He looked at his watch. "They've started counting now."

The dining room was full. Twilight turned the windows gray and the waitress went around the room, lighting the lamps. They were half through supper when Cleve Stewart came to the table. He gave Keene the briefest nod, his manner resenting Keene's presence. Aurora said: "Sit down, Cleve." She had a swift moment's glance at Jim Keene and saw the coolness on him.

Stewart took a chair, ignoring Keene. "Going back tonight?"

"Yes."

"My outfit will start home as soon as the election's known. Better go with us."

"We're all right, Cleve."

"No," he said, "I don't think you are. I don't presume to interfere with your private affairs, Keene, but when you pick a fight with Morspeare you get Aurora in trouble. Not thoughtful of you."

Keene said: "Morspeare's your man. You cattlemen want him in office. So why don't you trust him?"

Stewart reddened. "That's my affair."

"For a fact," drawled Keene. "But you opened the subject."

Cleve Stewart sat straight, openly angered. His bulldog face fell into square lines; his pride was up. Everything about Keene rankled with him. Keene was an outsider, an interloper who had taken the wrong side. Clinging to all his prejudices, Stewart showed his feelings openly. Keene, meanwhile, leaned back in the chair, seemingly disinterested and detached. This was a surface impression only; at the corners of his eyes Aurora noticed the iron pressure of temper.
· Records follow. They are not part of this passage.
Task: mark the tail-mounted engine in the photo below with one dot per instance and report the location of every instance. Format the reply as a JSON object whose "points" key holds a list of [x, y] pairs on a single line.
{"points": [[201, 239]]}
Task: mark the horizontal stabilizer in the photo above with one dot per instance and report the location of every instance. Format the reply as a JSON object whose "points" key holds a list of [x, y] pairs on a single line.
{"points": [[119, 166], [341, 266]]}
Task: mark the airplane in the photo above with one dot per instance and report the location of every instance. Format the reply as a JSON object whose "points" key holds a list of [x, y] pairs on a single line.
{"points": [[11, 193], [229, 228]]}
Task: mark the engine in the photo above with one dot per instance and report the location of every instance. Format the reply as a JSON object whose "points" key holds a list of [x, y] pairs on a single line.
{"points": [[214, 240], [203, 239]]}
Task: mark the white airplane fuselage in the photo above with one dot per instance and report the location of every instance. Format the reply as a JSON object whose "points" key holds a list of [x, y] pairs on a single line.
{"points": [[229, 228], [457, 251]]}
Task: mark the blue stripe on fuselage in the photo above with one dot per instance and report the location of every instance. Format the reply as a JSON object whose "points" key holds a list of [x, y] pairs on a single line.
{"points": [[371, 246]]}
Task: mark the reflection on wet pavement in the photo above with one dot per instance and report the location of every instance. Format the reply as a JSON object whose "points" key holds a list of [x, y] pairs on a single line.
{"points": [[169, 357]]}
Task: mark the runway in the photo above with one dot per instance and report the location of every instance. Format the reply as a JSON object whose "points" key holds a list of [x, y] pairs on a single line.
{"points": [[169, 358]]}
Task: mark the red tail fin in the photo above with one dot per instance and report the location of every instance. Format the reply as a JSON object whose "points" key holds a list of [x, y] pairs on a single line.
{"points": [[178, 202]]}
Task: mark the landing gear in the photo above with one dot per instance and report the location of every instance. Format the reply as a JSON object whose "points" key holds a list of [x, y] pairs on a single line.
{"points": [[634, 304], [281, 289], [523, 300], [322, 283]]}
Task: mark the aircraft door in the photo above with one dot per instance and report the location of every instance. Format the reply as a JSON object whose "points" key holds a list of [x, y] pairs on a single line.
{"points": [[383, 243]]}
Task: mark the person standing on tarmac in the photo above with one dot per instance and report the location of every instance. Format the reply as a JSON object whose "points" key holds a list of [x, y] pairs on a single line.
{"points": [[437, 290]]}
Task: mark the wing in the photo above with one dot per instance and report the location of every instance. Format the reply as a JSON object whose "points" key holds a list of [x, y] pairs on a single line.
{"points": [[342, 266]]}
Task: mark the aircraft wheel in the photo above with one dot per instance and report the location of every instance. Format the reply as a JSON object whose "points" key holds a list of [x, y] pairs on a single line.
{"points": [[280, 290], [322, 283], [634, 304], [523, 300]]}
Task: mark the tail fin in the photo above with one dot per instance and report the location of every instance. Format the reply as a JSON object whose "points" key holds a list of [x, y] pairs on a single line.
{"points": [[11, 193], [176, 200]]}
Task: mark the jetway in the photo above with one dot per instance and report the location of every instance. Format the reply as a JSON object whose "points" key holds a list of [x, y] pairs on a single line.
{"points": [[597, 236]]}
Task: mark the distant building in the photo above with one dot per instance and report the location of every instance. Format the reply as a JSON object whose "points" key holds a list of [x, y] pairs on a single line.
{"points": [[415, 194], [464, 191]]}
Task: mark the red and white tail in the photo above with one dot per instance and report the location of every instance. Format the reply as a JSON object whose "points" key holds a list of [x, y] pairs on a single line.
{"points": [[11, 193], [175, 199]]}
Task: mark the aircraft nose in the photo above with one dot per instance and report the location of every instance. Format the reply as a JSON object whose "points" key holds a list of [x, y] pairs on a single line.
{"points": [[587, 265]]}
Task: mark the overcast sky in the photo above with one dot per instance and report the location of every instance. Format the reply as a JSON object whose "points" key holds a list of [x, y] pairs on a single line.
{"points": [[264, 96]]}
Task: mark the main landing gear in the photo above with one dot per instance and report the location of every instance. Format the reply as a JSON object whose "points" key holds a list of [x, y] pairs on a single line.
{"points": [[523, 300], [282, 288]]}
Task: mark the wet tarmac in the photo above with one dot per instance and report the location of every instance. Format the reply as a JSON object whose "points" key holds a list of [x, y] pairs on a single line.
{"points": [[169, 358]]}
Cleve Stewart said: "It would be a damned sight better for Aurora if you pulled out alone. You're the man DePard will shoot at. Don't put your troubles on her."

Keene's answer drifted like a soft summer's wind. "You're speakin' for DePard?"

Aurora broke in sharply. "Not at this table, please." She rose and left the room. In the lobby—back in a quieter corner of it—she waited for Keene to come up. "Let's stay until we know who wins. I'll wait here."

"All right. I'll be back in a little while."

She watched Keene cross the lobby and push his way to the street; a moment later Cleve Stewart came from the dining room, walking rapidly. He was obviously angry clear down to the bone.

Keene moved by a group of homestead women standing before the hotel and went across the dust toward Worsham's store. Half the town had gathered in front of the courthouse, awaiting the election returns. The Broken Bit outfit had collected near the Cattleman's Palace. Red John leaned against the saloon wall, watching the courthouse. The street now was shadow and lamp-light beneath a dark sky and fall's wind came in to catch the agitated dust and carry it onward in slow, thin waves; and in the wind was winter's first chill. Keene was in the dark pool of Worsham's store and he paused here, finding young Joe Spackman near him. Young Joe was rooted to the walk, so intent on whatever he saw that he was unaware of Keene's presence. At that moment Jennie Cannon came out of the crowd near the courthouse and gave Red John one long look and disappeared in the darkness beyond the stable. Red John had a cigarette in his mouth; with a quick gesture he threw the cigarette into the dust and walked past the stable.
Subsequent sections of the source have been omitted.